BPD behaviours aside, perhaps you are going about this the wrong way... .

I'm assuming that it is YOUR plan (or your wife's) to move your daughter. But you need help from the son.

I agree that getting the attic ready is probably a job for both you and your wife, however you need to decide if it's a job that YOU want, or that SHE wants. If it's what SHE wants, and you dont care - then let her do it at her pace. But it sounds like it's a job that YOU want.

So manage it. Plan and execute. You can tell your wife: "Here's the agreed timeline (that she agreed to). For it to happen, that wallpaper needs to be stripped by Friday. Are you able to?". If she agrees, then use natural consequences. On friday if it's not done, pay the painter to do it and tell your wife "I'm sorry you weren't able to do it. There's no problem I've paid extra and that money has come from <the vacation budget> or <delay the new TV> or <something>". So you are not upset - you've asked her to do something by a set time (and she's agreed). The consqeunce of her missing that is a set thing.

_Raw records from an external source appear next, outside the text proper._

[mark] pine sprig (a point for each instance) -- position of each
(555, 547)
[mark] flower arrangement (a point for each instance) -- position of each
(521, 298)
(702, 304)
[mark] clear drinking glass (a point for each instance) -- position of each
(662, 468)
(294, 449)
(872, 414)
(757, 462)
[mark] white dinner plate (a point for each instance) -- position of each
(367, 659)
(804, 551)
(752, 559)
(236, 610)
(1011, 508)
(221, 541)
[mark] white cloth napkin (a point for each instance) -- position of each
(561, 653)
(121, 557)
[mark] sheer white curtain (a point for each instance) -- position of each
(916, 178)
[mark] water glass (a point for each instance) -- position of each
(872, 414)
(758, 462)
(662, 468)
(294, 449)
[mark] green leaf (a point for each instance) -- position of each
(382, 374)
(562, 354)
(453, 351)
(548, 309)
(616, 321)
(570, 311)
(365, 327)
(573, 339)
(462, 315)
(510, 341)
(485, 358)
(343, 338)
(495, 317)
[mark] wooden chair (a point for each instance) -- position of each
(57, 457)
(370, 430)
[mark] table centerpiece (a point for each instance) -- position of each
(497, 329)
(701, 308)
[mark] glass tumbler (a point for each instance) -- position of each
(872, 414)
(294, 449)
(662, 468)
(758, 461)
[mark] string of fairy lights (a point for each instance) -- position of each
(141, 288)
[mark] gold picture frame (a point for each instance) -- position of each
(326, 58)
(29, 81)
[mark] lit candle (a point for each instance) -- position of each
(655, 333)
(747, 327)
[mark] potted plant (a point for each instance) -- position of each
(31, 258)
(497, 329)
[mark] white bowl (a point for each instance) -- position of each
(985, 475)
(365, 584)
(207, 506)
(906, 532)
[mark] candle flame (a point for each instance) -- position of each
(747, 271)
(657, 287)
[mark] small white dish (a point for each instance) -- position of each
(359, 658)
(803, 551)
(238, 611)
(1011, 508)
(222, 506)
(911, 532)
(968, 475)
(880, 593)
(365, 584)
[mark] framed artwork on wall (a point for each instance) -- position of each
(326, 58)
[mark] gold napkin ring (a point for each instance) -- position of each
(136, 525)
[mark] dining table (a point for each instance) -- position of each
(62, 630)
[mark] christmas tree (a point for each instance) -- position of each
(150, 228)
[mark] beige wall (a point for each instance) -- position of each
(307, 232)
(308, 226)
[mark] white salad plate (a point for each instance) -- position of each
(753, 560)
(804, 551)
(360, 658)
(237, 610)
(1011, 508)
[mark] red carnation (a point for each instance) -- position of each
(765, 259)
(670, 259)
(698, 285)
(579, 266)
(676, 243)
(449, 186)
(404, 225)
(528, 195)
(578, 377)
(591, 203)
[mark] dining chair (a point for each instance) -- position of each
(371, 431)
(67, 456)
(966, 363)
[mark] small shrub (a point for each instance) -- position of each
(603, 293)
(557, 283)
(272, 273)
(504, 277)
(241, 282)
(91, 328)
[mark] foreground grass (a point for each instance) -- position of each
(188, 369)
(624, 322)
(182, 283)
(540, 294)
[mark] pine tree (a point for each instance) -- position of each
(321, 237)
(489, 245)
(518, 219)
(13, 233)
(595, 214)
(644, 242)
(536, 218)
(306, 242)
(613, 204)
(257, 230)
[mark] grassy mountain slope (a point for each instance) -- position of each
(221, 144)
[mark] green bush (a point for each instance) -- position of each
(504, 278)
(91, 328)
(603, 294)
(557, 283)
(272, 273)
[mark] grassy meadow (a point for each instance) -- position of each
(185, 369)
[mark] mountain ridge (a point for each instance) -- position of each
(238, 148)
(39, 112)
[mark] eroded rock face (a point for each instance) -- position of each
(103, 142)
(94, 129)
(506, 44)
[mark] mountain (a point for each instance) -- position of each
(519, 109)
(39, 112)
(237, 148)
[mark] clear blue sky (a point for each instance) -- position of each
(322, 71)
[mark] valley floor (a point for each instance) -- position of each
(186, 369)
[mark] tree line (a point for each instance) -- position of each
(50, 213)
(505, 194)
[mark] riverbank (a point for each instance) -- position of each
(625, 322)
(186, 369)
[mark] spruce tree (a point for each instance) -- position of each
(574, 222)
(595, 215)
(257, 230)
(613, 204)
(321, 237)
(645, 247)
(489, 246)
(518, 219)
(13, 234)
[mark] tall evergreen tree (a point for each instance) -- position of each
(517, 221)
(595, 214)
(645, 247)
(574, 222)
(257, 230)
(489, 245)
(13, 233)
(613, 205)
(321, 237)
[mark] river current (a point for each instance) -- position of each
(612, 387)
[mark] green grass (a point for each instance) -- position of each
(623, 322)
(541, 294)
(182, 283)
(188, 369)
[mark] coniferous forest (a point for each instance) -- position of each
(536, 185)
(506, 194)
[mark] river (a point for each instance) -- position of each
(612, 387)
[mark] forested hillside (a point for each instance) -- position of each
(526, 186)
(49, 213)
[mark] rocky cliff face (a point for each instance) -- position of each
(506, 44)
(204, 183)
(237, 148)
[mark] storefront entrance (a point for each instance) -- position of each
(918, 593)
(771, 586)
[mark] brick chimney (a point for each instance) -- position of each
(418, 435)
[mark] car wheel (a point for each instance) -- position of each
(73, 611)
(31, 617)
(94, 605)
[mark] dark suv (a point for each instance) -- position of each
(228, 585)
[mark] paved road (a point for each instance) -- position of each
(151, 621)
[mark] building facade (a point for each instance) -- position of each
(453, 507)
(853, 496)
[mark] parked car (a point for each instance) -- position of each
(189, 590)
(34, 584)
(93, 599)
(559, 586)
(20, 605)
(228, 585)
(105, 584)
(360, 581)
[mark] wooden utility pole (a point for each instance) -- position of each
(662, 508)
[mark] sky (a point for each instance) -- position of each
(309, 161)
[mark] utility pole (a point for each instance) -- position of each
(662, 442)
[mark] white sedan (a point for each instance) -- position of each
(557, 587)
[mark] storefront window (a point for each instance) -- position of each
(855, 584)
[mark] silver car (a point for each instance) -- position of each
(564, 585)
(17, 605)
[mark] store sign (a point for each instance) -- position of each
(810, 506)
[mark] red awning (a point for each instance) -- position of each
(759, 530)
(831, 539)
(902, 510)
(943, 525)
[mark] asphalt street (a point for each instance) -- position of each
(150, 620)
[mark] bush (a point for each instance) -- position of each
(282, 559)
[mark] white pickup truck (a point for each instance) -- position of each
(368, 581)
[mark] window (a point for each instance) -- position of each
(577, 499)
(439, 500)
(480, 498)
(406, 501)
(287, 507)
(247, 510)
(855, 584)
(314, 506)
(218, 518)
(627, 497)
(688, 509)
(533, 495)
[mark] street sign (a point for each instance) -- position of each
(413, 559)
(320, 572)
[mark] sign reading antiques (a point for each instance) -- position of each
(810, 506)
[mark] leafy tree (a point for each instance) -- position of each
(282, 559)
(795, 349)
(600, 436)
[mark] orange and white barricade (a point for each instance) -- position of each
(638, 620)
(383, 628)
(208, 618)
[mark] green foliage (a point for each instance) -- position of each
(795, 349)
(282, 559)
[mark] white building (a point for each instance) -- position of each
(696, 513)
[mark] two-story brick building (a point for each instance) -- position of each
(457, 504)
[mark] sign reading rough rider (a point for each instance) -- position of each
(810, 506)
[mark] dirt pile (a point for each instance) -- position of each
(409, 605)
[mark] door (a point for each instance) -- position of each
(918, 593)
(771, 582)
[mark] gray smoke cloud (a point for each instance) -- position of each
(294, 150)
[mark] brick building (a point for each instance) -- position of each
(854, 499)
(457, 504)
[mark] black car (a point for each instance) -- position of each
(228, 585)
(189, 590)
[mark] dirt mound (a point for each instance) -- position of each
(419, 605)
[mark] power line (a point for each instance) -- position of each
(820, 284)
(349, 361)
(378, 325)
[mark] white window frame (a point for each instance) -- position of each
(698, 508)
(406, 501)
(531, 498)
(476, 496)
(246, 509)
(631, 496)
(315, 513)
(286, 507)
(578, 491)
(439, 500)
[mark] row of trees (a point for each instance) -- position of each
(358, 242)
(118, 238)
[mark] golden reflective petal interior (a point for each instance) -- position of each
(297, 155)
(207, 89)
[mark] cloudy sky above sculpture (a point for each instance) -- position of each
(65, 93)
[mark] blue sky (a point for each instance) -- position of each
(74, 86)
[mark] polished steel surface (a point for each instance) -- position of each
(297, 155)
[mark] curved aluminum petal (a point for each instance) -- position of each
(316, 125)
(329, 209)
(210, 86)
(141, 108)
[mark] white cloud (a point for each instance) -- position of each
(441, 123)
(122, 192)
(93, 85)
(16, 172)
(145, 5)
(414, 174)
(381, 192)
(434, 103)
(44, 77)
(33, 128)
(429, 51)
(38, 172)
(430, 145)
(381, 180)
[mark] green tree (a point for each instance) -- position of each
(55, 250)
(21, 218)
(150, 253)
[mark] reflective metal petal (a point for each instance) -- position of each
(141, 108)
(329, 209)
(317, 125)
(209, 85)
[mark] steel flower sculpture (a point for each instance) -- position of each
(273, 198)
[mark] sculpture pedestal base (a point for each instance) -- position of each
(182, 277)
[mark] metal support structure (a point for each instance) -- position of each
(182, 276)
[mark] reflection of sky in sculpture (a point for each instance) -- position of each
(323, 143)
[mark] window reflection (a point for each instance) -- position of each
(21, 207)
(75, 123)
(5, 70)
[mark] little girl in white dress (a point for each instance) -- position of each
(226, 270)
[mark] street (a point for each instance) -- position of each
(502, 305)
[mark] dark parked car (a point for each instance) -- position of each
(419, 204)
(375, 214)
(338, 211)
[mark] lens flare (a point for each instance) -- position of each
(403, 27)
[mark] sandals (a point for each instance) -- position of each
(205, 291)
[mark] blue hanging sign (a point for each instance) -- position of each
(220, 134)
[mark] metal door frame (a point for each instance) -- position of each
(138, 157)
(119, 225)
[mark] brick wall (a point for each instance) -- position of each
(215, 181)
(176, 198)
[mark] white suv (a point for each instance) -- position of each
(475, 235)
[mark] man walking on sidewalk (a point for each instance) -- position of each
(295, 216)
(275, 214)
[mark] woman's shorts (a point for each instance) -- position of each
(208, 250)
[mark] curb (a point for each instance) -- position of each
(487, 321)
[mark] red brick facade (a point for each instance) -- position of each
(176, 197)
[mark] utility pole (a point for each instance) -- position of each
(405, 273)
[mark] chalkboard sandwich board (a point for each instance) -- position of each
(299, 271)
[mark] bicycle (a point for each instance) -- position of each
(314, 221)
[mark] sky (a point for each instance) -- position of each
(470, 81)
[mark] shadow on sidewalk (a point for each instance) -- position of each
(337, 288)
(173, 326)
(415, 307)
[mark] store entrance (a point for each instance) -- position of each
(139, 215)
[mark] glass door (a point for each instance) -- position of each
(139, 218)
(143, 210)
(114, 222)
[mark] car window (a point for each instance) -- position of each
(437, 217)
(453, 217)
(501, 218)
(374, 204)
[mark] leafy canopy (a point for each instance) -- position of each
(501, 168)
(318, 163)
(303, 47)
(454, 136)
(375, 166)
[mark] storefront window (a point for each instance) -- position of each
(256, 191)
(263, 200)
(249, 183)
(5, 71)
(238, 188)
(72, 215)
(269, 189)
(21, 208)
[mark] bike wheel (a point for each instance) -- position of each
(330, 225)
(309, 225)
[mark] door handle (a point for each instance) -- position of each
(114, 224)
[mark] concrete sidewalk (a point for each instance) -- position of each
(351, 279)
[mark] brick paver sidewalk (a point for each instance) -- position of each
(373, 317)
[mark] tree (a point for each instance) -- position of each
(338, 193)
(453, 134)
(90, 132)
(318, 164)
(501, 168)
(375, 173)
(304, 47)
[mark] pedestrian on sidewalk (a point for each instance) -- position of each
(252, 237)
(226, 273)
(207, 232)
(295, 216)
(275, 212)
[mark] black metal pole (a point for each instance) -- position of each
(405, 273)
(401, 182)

For your son - tell him the same. Depending on age: "we need your help to move. On Monday, I will move X and Y into the attic. I expect YOU to move the rest. Anything that hasn't been moved I will sweep out and <put out in the garage for you to sort through> or <throw away>."

It's an agreed plan, with clear jobs defined, definite timeframe. And if people don't do what they are expected, then it is NOT allowed to hold up the rest of the timeline - you simply have a work around that causes them some consequence (NOT a punishment, but a "they have to sort it" action).